I’ve written about Mr. Frye before, how I, probably in my lucky Hang Ten trunks, walked past him at Tourmaline Canyon in the early seventies. I was carrying my brand new, pirated version of the Waterskate he had been working on for Gordon and Smith in conjunction with Tom Morey.

Image

 

It seems I’ve always had a connection with, not surf shops with snarky, judgmental, guaranteed-to-be-good-surfers-because-they-work-at-a-surf-shop sales people, but those back rooms where shapers shape and glassers glass. So it was, on some pretense or need, resin or cloth, I visited the G&S factory on the other side of I-5 (over by the dog pound) a few times. Skip Frye was the guy not to be bothered, not that I would be so bold. He was busy. “So, what was it you wanted?”

“Um, uh, some resin, maybe.”

Information, insight, some connection to the craft.

In a crowded Saturday morning lineup north of Crystal Pier in the early seventies, all of us scrapping on our short boards, Skip, on some almost-a-joke-at-the-time longboard, would paddle laterally, then ease toward shore, picking up some unseen wave-between-waves, stand, ease into a perfect little peak.

When my friend Archie Endo lived in P.B. in the eighties, while attending UCSD, Skip Frye was, he says, with proper respect, “The Emperor of Pacific Beach.” 

And, this many years after that, he still is.

 

Check the previous piece for apologies and disclaimers.

 

Skip Frye slides from there to here

Skip Frye slides from there to here

“Then take me disappearin’ through the smoke rings of my mind;
Down the foggy ruins of time; Far past the frozen leaves,
The haunted, frightened trees, Out to the windy beach,
Far from the twisted reach… of crazy sorrow.
Yes, to dance beneath the diamond sky with one hand waving free;
Silhouetted by the sea, Circled by the circus sands,
With all memory and fate, Driven deep beneath the waves;
Let me forget about today… until tomorrow.”
Bob Dylan
This drawing was taken from one of a series of photos taken by Harold Gee in 1965 at Pacific Beach Point.
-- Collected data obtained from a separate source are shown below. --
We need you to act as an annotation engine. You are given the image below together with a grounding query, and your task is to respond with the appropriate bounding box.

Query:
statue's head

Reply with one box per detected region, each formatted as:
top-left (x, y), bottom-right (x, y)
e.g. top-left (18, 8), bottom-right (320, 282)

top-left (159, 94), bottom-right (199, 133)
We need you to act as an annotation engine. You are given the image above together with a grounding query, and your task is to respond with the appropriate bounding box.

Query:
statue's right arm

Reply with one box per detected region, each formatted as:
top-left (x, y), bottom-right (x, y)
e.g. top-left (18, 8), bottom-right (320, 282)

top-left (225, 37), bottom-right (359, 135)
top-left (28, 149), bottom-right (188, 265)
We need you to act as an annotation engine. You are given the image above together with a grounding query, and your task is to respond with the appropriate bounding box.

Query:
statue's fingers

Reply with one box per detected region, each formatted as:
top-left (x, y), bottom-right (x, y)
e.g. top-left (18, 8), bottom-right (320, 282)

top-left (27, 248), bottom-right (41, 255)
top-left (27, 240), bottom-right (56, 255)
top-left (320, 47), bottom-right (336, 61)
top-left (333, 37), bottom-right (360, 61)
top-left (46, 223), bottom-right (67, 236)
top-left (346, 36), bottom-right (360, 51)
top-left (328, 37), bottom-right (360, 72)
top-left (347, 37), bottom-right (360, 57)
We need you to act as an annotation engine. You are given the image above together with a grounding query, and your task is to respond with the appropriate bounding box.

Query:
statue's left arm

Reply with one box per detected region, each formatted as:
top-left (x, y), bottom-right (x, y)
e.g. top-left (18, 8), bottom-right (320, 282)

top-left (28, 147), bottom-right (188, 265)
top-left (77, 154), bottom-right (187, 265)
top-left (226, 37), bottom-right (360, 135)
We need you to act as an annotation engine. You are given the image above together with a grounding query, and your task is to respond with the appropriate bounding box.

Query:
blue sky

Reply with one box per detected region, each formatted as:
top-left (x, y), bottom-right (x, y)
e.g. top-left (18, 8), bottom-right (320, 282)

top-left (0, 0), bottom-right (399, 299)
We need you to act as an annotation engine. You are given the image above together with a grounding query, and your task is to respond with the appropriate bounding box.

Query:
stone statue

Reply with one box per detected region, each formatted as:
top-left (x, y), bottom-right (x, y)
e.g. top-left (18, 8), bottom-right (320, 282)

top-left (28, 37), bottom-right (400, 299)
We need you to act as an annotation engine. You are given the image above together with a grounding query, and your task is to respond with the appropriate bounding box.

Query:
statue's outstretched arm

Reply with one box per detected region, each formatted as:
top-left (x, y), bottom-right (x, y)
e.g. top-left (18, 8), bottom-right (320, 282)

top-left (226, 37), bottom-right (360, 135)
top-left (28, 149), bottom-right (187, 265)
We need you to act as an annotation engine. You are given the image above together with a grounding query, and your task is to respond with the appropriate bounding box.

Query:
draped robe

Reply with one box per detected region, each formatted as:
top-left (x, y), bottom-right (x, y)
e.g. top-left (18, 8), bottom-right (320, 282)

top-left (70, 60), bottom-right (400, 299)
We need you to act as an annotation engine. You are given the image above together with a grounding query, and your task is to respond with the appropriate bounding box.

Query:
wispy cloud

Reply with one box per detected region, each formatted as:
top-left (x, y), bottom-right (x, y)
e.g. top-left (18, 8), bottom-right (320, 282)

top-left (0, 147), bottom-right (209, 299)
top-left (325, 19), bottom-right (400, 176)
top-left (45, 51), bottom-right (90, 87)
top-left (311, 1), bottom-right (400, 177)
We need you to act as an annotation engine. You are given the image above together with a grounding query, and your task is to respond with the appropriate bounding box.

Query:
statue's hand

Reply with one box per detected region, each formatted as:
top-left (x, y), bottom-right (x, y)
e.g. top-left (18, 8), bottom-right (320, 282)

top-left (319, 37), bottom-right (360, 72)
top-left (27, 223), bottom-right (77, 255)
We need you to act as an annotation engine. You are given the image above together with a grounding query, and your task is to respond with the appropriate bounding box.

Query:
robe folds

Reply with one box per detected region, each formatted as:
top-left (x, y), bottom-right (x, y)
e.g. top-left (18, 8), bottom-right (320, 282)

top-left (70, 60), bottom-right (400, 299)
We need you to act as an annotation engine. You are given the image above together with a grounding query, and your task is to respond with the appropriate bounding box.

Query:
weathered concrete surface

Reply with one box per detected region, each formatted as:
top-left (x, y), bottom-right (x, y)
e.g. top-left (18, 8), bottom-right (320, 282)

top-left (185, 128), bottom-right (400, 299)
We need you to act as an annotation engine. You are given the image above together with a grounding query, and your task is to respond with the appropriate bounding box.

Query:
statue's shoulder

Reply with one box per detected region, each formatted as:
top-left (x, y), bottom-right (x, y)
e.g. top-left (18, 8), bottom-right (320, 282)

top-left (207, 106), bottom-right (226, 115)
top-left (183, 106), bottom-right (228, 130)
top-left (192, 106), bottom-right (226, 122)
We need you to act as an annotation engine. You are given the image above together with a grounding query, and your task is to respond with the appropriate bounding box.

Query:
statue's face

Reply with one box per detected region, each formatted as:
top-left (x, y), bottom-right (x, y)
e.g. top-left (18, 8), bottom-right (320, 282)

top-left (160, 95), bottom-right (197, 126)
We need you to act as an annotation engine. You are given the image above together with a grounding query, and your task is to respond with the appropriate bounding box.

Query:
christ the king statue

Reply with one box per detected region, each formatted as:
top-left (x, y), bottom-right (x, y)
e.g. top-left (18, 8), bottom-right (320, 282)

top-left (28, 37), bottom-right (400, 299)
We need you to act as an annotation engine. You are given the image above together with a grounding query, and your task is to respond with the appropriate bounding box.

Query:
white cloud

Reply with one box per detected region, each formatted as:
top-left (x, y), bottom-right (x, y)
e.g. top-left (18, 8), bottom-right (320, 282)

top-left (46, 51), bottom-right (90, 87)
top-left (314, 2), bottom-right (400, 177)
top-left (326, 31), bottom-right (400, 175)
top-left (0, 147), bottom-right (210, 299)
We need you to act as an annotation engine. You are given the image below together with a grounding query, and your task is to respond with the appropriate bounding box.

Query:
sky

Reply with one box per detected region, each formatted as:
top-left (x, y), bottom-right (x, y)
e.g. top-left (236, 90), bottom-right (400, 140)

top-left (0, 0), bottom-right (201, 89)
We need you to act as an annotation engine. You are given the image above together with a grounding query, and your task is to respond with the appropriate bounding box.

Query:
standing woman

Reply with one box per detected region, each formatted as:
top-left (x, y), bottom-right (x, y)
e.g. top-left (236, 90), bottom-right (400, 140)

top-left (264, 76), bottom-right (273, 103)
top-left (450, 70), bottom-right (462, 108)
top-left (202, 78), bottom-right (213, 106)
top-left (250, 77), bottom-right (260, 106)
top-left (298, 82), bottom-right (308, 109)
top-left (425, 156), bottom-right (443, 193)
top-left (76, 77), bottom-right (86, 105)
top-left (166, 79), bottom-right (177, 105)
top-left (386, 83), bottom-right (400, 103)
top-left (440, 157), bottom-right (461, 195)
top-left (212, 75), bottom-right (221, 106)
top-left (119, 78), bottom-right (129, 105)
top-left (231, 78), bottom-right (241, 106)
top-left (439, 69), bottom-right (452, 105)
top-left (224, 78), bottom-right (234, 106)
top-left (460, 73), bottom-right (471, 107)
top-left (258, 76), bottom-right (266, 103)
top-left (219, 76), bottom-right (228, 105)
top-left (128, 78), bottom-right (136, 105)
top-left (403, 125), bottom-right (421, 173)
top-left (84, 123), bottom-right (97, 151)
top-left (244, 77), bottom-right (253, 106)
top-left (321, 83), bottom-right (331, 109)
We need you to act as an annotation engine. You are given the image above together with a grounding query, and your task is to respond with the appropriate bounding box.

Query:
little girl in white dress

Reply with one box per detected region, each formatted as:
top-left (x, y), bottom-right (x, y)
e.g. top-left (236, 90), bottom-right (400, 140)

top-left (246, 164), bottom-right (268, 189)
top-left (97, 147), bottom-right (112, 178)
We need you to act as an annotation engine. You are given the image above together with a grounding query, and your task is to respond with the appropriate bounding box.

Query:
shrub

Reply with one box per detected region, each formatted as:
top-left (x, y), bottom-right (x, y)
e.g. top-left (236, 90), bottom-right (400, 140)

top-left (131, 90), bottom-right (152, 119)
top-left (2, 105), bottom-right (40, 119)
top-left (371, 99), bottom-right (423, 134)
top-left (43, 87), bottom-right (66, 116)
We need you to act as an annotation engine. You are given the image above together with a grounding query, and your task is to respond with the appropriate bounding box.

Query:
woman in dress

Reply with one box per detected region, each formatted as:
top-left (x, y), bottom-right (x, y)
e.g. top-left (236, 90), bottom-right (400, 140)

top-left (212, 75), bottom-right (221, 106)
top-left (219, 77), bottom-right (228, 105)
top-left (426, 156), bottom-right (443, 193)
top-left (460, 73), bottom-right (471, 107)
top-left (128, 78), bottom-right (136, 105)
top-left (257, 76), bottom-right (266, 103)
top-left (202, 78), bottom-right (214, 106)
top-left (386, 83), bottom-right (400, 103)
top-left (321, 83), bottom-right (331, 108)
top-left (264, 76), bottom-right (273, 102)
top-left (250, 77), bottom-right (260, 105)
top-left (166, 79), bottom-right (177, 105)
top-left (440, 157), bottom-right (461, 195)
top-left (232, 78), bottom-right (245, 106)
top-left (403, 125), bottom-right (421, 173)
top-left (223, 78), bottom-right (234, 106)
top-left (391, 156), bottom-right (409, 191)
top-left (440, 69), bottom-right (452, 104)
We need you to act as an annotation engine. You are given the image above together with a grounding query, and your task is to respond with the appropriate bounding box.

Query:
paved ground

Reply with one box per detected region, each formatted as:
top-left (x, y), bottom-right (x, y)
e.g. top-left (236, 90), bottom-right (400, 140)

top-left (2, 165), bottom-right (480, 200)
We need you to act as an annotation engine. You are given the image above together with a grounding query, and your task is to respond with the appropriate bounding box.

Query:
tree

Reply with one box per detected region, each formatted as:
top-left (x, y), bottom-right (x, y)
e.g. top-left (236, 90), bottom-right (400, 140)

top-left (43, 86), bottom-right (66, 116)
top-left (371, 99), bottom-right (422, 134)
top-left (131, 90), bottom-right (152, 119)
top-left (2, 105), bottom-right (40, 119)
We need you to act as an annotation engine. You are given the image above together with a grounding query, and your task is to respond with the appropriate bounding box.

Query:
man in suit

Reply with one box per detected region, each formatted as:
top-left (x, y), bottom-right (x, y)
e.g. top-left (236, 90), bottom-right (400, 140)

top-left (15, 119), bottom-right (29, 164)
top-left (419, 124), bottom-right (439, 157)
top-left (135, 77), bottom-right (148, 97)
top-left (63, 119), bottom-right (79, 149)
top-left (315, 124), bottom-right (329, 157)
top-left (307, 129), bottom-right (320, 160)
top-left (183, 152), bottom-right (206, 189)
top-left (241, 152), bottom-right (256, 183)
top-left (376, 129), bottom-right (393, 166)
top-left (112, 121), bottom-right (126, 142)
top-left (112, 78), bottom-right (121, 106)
At about the same time, Dylan’s song, “Mr. Tambourine Man,” had already been covered by popular performers of the time.
The thing is, both artists are still going.
Here’s the story: I wanted to do something more on Skip Frye, someone I mentioned in another piece from my days in Pacific Beach. I started writing it, and, at the same time…
Somehow illustrations have become a bigger part of my site than I originally planned. This is fine, even great with me. Classic Ron Stoner photos of Skip at The Ranch are part of my image-centric memory. Maybe yours, too. I started drawing one… wasn’t happy with it; Skip in the slot, hands at his side, arching slightly. And the lighting was perfect.
And, at the same time, I wanted to say something about other local PB surfers from my years (1971-’74) there. I couldn’t think of this guy’s name.
Then I did. Dale Dobson. I googled the name, got a video of a longboarder at Swamis.
Wait, wasn’t Dobson a goofy-footer? I checked farther, found a photo of Dobson at Big Rock, 1965. Yeah; goofy-footer. Then, in this group of photos by Harold Gee, there was this shot of Skip Frye at… he might have called it PB Cove, which I’d have to guess is somewhere between the Point and Tourmaline Canyon.
And the photo looked so familiar. It may have been used in Gordon and Smith Surfboard ads from the time.
Anyway, this is the black and white version. I just purchased some watercolor pencils, and, now that this version is on the computer, watch out!
Meanwhile, if Dylan or Gee, or even Skip Frye, have a problem with me using images or words… maybe their people can contact… wait, I have no people.
So, hey, check back later. Thanks for dropping in. realsurfers is not intended to be a secret spot.
To quote Dylan, again, “No, I’m not reclusive; I’m exclusive.”
NOTE: I tried to scan the drawing in black and white; didn’t work. The black would have been… sorry you can see a drawing is really just a bunch of lines.